考古學(archaeology)的特殊性:首先,它區別於詮釋學與結構主義。Foucault的歷史取徑首先不同於搜尋論述底層深度真理或是闡釋主體意義企圖的詮釋學,這是現代理論所使用的表層-深層理論與因果模型。其次,考古學又不同於一種「混淆的、低度結構的、結構拙劣的思想史領域」,這樣的寫作模式在傳統上或主體意識結果的名義下,追溯思想的連續性演化。他拒絕這種觀念論或人本主義的寫作模式,而以一種由未受因果連結的、論述之不連續表層的考古學描述來取而代之。

考古學強調論述的規則:它企圖識別知識的可能條件,以及在意圖或主題內容層次之下運作的論述理性之形構的限定規則。這不同於結構主義,這些規則並不具有普遍和僵固的特性,也並非以心靈結構為基礎,而是隨歷史而改變,並且隨既定論述領域而有不同。這些規則構成了所有知識、認知與真理的「歷史先驗性條件」。這些規則是一個文化的基本符碼,它們構造了「知識型」(episteme)、或限定了某個特定歷史時期之經驗秩序與社會常規的知識型態。他以四本著作為考古學的代表:《古典時代瘋狂史》、《臨床醫學的誕生》、《詞與物》、《知識考古學》。

《古典時代瘋狂史》:Foucault企圖寫出瘋狂被歷史性地建構為理性對比物的「沉默考古學」。從1656年的大監禁所標示的斷裂起,理性斷絕了與瘋人的溝通,企圖藉著論述的排除與制度的監禁而「監管非理性的潛在危險」。古典與現代論述為了貫徹理性與真理的規範,而建構了理智與瘋狂、常態與異常之間的對立。

《臨床醫學的誕生》:Foucault分析了自前現代以玄思為基礎的醫療,到現代以經驗基礎、根植於理性與科學審視的醫療之轉變。他拒絕那種以「醫療專業者意識」為基礎的歷史,探索一種論述結構的研究,試圖確定「現代醫療經驗的可能條件」,以及對於個體的科學論述所得以出現的歷史條件。

《詞與物》:這本書的副標題為「人文科學的考古學」,Foucault在其中描述人文科學的興起,他詳盡了分析了文藝復興(相似關係為其基本組織原則)、古典時期(依賴再現和數理原則的關係)、現代時期(人的時期)的三種知識型,其基礎規則、假設、排列程序,尤其專注於生命、勞動、語言等科學的轉變。在其中,Foucault揭露了「人」作為一種論述構造物的源起,「人」是自己知識的一種特殊主體和絕對客體,也成為現代科學審查的對象,因此使得人文科學(心理學、社會學、文學)呈現出一種極為扭曲和荒謬的結構。Foucault認為人文科學預設了一個不可能的企圖,想要調和思想不可調和的兩端,並設定一個具有構做能力的主體。在分析了人的起元之後,他預期了「人的消逝」為結論,主體已被廢除了原有的地位,被詮釋為一種語言、慾望、無意識的效應。

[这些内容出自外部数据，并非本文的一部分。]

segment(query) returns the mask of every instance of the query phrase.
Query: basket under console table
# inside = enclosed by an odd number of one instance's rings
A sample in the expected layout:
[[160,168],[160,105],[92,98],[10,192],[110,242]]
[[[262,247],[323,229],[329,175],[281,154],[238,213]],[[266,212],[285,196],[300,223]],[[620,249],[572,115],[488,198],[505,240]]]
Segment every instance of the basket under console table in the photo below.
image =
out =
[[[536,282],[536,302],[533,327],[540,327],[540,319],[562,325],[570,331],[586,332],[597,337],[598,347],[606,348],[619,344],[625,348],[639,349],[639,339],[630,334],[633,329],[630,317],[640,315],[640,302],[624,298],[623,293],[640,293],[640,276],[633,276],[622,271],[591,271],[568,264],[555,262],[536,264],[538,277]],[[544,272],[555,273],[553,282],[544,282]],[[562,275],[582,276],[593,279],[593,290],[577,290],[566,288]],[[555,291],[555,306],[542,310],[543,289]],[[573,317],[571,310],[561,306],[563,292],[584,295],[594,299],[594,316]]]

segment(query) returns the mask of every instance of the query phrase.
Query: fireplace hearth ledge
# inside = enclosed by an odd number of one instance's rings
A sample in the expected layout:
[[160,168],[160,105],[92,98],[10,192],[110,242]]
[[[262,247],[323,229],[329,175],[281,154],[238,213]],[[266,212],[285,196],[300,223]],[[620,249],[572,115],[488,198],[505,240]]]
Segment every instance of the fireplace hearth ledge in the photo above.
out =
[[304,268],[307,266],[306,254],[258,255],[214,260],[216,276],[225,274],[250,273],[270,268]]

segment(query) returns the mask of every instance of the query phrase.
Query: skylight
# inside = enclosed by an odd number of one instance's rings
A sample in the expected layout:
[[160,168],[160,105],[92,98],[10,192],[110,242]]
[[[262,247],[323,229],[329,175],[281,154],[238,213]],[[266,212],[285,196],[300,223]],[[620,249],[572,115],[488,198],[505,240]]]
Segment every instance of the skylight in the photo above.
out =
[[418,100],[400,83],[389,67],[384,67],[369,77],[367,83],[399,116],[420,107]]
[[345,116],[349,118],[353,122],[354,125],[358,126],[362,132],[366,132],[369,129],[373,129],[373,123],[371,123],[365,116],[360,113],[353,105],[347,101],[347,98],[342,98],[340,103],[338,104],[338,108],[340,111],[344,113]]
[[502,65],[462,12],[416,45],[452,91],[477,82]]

人與其二元對立──有限的解析:解析(analytic)不同於分析(analysis),解析是要談論分析在何種基礎上才有可能,而Foucault從許多二元對立中發現了一種對人的存在和有限性的解析。他描述現代哲學如何在一系列不穩定的「對偶」中將「人」建構為知識的客體和主體。(1)我思(cogito)/非思(unthough):人既是被外在力量所限定的,同時又能覺察到這種限制性而有能力免於被限定。(2)本源之隱退與復歸:歷史既先於人,同時人又是歷史開展的現象學來源。(3)經驗/先驗:人同時構作外在世界而又被外在世界所構成,透果康德的先驗範疇為知識尋找堅實的基礎,或透過胡塞爾的還原程序而讓意識從經驗自身中純化自身。

拒絕總體性:他拒絕所有的總體性類型,包括縱向的歷史、文明、紀元;水平的社會、時代;中心式的人類學或人本主義的主體概念。因此,現代的主題如連續性、目的論、起源、總體性、主體等都不再是自明的,它們被重新建構或被放棄了。他企圖揭示總體性遮蔽的複雜相互關係、分散變換的多元性、個別化的論述系列。他企圖「看這些巨大的單元,是否能被適當地重新確認,以其他的方式重新分類組合」。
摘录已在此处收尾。